Genesis begins not just with the beginning of something, but with the beginning of everything. Its first verse uses a word for which there is no equivalent in any other ancient language. The word is bara'. It means not just to make but to create, not just to re-form something new out of something old, but to create something wholly new that was simply not there before. Only God can create, for creation in the literal sense (out of nothing) requires infinite power, since there is an infinite gap between nothing and something. Startling as it may seem, no other people ever had creation stories in the true sense of the word, only formation stories. The Jewish notion of creation is a radically distinctive notion in the history of human thought. When Jewish theologians like Philo and later Christian theologians (who learned it from the Jews) told the Greeks about it, they were often ridiculed.
This series first ran in 2004 and 2005. I'm refreshing it as I go. For links to the whole study, go to the Genesis Index. For more about the resources used, go here.

5 comments:

  1. God did not create out of nothing. "Creation" is a Greek principle, which the Hebrews did not have. In Hebrew,vthe word for "created" is *barà* which means "gave shape" as when you work clay; you work clay, but you did not create it. If you read carefully, there was chaos in the abyss, meaning "things were in a chaotic disarray". So they existed.
    The authors of Genesis did not witness creation, they shaped the Sumerian-Akkaduc-Assyrian-Babylonian story to fit the requirements of *their* priestly class.
    It's all there, it's written.

    ReplyDelete
    Replies
    1. Yes indeed about the shaping of the stories — but I think you are not giving enough weight to this bit of my post: "We just considered the fact that the writers of Genesis retold the creation stories of other nations, correcting them to present the right view of God." In the correcting, they are telling the fuller truth of God's actions.

      Robert Alter in his masterful translation calls it "welter and waste" and says that the Hebrew "tohu wabohu" occurs only here and in two later biblical texts that are clearly alluding to this one. The second word of the pair looks like a nonce term coined to rhyme with the first and to reinforce it, an effect I tried to approximate in English by alliteration. 'Tohu' by itself means 'emptiness' or 'futility,' and in some contexts is associated with the trackless vacancy of the desert."

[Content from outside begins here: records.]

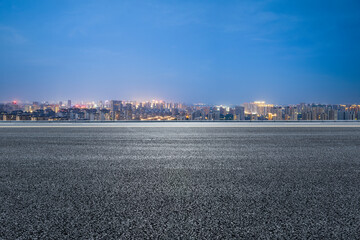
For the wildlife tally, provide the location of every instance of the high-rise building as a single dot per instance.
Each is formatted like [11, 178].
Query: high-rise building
[240, 113]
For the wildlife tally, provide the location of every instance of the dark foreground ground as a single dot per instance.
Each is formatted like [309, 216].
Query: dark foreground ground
[170, 183]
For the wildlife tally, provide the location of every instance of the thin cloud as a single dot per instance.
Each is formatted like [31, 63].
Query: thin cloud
[11, 35]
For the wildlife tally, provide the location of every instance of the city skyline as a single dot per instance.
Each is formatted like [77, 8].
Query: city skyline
[192, 51]
[118, 110]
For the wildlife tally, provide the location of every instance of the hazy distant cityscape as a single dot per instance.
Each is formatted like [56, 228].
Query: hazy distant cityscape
[117, 110]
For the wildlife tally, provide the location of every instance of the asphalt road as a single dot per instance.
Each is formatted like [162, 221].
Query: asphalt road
[179, 183]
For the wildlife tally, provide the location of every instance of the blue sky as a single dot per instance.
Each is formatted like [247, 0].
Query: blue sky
[190, 51]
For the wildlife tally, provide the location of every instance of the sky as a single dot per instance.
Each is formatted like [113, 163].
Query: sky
[218, 52]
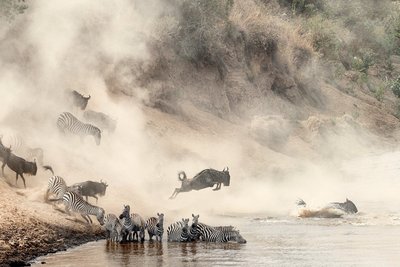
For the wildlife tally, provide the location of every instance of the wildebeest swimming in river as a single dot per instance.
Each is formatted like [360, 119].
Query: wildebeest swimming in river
[332, 210]
[204, 179]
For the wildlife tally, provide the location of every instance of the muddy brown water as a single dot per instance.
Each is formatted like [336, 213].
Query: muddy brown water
[353, 241]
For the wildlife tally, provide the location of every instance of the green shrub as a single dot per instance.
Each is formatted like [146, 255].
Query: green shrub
[395, 87]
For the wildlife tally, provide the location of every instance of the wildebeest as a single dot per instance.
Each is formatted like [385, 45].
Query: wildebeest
[91, 189]
[79, 100]
[332, 210]
[204, 179]
[348, 206]
[101, 120]
[20, 166]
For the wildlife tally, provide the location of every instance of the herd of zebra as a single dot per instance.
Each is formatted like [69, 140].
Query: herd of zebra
[126, 227]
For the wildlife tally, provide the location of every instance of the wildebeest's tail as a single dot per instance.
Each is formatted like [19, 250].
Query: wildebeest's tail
[182, 178]
[48, 168]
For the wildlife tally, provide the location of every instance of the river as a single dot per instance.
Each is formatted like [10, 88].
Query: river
[270, 242]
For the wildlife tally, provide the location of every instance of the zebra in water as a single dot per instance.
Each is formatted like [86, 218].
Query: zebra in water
[155, 226]
[73, 201]
[58, 186]
[68, 122]
[179, 231]
[212, 234]
[134, 225]
[113, 227]
[193, 232]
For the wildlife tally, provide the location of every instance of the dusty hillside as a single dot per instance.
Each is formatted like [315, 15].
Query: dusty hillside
[283, 92]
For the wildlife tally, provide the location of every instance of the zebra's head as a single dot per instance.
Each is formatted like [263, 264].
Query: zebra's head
[195, 220]
[125, 212]
[160, 220]
[227, 178]
[100, 216]
[185, 225]
[236, 236]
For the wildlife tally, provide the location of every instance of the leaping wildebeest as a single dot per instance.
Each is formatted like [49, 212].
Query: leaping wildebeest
[204, 179]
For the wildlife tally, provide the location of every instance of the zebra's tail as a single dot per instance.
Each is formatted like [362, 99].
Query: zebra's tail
[183, 176]
[48, 168]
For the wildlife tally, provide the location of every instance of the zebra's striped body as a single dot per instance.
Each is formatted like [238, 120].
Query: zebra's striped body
[76, 203]
[5, 153]
[193, 232]
[179, 231]
[113, 227]
[212, 234]
[155, 227]
[68, 122]
[134, 225]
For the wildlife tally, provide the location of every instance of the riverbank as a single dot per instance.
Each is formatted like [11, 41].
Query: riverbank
[30, 228]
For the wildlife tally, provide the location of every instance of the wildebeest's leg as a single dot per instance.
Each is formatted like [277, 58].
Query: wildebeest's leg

      In the context of the entry above "tohu" and emptiness can also mean "nothing."

      Delete
    2. Maurizio Pescatori1/18/24, 7:43 AM

      Interesting. You may know that the "desert" in the Scriptures, OT and NT alike, do not mean "sand dunes" like we see in the Sahara, but "wasteland" or "empty, uninhabited and uncultivated land". This is evident to anyone who's been to the Holy Land. So, the "chaos in the void below" matches the description of "a vast, unpopulated, uncultivated wasteland"; quite the opposite of "nothing".
      Last, the Sumerian lore of Creation predates and written form of Genesis by quite a few thousand years; indeed, there was no Creation, no Nephilim, no Noah and the Flood in "Genesis" before the Assyrian and Babylonian captivities.

      Delete
    3. Hi Maurizio - if you read the Alter quote carefully, you will see that "desert" is not being associated with the use in the first chapter of Genesis. It is merely an example of how it is used in some other contexts.

      I will mention here that, although Genesis is NOT about science, now that we have further context of our own taken from science, we may consider the Big Bang theory which is now widely considered to be the best available explanation. It was developed by a Catholic priest, by the way. So we may think about the material generated by the Big Bang. That indeed may be the "welter and waste" which is poetically and imaginatively referred to. Which then leads us to the question of where the Big Bang and all its materials came from. The Catholic answer is that it was generated and created by God. So we are back to nothing before the welter and waste.

      Also, I want to mention AGAIN "that the writers of Genesis retold the creation stories of other nations, correcting them to present the right view of God." Just as we tell and retell history and stories, looking at them from our own point of view, this is what the ancient Hebrews did with the other cultures' origin stories. And, just as those other cultures' stories were oral for a long time before they were written down, so were the Genesis stories. There was Creation, Nephilim, Noah and the Flood. It just wasn't written down yet.

      Please do go read the previous post to this one which also talks about other cultures and the Genesis story.

      Delete
  2. I was quoting Alter above and got my quotation marks confused — but you can see where his comments take over.